Burmese punk band Rebel Riot’s lead singer embodies the growing outrage over the military coup. He’s now rallying others to resist.

The crowd was blocked by at least 100 riot police officers carrying long guns, prompting a tense standoff that attracted more demonstrators and the screams of supporters in passing buses and cars.

Students, construction workers, factory laborers, shopkeepers and passersby joined the protest, chanting, “No more dictatorship,” and flashing a three-fingered salute that was borrowed from pro-democracy protesters in neighboring Thailand and inspired by the “Hunger Games” films.
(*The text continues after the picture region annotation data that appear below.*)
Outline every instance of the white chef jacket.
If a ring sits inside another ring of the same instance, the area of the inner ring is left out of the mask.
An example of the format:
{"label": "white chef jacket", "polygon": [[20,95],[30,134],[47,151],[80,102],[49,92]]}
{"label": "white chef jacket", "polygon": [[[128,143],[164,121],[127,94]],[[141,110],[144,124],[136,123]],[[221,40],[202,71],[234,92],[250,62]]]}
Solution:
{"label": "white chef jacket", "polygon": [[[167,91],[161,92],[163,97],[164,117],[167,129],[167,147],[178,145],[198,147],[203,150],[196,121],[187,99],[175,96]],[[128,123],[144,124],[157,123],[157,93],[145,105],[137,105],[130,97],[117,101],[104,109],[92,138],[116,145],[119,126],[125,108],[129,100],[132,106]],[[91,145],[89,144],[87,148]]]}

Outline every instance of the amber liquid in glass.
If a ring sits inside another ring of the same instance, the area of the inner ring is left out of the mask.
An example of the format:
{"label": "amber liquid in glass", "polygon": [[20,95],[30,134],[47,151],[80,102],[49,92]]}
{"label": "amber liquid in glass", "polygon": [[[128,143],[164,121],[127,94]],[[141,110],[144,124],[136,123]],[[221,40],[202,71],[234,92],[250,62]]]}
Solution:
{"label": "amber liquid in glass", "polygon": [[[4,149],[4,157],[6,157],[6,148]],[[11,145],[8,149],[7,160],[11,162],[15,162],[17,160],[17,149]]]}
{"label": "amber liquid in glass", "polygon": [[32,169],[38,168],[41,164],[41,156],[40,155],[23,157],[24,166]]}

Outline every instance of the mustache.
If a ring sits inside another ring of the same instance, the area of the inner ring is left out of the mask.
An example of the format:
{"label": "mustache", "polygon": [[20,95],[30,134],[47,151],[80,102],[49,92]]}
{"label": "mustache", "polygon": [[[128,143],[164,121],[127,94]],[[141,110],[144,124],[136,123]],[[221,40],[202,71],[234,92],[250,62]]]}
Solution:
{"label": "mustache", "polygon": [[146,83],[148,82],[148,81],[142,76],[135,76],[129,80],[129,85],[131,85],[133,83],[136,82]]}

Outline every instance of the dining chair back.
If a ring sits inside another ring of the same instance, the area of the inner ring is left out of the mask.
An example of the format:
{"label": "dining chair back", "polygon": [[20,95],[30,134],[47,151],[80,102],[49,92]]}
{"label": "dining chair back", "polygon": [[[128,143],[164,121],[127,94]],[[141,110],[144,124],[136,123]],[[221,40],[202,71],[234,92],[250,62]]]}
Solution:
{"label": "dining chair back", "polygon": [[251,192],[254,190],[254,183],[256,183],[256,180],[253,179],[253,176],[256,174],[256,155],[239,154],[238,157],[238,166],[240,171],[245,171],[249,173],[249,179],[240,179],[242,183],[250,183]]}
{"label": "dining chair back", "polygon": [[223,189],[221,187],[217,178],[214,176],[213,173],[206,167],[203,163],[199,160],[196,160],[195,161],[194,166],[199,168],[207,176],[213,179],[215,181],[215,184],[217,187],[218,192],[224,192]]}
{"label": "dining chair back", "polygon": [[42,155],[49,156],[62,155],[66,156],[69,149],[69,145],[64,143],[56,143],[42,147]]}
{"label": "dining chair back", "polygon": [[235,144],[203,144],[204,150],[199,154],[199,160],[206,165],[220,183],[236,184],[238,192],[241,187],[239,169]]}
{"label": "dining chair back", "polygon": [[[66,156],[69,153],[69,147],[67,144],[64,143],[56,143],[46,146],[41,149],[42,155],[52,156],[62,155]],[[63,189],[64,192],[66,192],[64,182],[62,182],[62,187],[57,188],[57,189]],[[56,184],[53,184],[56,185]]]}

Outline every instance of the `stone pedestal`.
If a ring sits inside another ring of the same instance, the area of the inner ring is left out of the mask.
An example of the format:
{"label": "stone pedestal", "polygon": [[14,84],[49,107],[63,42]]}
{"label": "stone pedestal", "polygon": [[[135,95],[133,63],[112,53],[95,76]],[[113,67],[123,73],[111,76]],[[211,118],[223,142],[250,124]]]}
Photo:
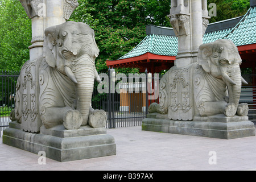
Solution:
{"label": "stone pedestal", "polygon": [[227,117],[217,114],[195,117],[193,121],[175,121],[167,115],[152,113],[142,121],[142,130],[221,139],[234,139],[255,135],[254,124],[247,117]]}
{"label": "stone pedestal", "polygon": [[113,155],[116,154],[114,138],[105,128],[81,127],[65,130],[63,125],[47,129],[42,126],[39,134],[25,132],[14,121],[4,130],[3,143],[36,154],[40,151],[46,157],[59,162]]}

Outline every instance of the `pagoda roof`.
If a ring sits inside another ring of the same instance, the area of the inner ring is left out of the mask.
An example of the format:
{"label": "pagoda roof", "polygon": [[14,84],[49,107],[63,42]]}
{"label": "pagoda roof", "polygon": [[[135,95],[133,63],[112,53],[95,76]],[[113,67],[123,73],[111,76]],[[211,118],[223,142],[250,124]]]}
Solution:
{"label": "pagoda roof", "polygon": [[[164,59],[173,62],[178,51],[177,38],[172,28],[148,25],[147,36],[132,50],[116,60],[107,60],[108,66],[118,66],[118,63],[139,60],[147,55],[155,55],[156,60]],[[256,50],[256,6],[251,6],[247,13],[242,16],[209,24],[203,38],[203,43],[213,42],[218,39],[232,40],[238,50]],[[249,46],[248,46],[249,45]],[[160,56],[158,58],[158,56]],[[168,58],[169,57],[169,58]],[[148,62],[148,57],[147,57]]]}

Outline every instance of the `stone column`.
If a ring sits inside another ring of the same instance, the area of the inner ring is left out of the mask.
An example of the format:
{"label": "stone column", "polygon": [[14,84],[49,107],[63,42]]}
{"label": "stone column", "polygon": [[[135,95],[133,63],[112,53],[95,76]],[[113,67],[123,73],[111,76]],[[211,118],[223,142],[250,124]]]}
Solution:
{"label": "stone column", "polygon": [[32,21],[30,60],[43,55],[44,31],[68,20],[78,6],[77,0],[19,0]]}
{"label": "stone column", "polygon": [[178,38],[175,65],[182,68],[196,62],[198,48],[209,23],[207,0],[172,0],[170,22]]}

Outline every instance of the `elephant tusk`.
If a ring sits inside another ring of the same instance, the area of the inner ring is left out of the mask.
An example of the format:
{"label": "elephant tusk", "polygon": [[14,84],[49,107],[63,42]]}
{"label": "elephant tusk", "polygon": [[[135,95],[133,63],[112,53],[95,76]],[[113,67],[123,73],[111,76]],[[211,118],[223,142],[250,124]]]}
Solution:
{"label": "elephant tusk", "polygon": [[230,83],[232,85],[236,85],[237,84],[236,84],[234,81],[231,79],[229,76],[225,72],[221,72],[221,76],[222,76],[223,81],[226,81]]}
{"label": "elephant tusk", "polygon": [[65,66],[65,72],[67,74],[67,76],[75,84],[77,84],[77,80],[76,80],[76,77],[75,77],[74,73],[73,73],[71,69]]}
{"label": "elephant tusk", "polygon": [[245,85],[248,85],[248,83],[246,81],[245,81],[245,78],[243,78],[242,77],[241,77],[241,79],[242,79],[242,83],[243,83],[243,84]]}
“I’m here to encourage the people. We fight for our justice and rights. We want to free Daw Aung San Suu Kyi,” said a bank manager, using an honorific for Suu Kyi.

Police block a road
Police block a road in Yangon, Myanmar, on Saturday.
(Associated Press)

A 35-year-old woman who identified herself as a protest organizer said the demonstration would be the first of many to come.

“This is the first day for all the people in Myanmar to come out to the streets and protest,” said the woman, who like many interviewed declined to provide a name for fear of arrest. “I’m so glad we have a lot of power. We have a lot of people who are young and who are against the military and want to take back our freedom.”

Dressed in magenta uniforms, workers for the food delivery app Foodpanda handed out stickers with pro-democracy slogans at the demonstration.

Nearby at the Hledan Center, a multistory shopping mall, at least a thousand police were surrounded by peaceful demonstrators singing protest anthems and chanting, “Stand with the people.” The protesters offered bottled water and cigarettes to police officers and placed flowers at their feet.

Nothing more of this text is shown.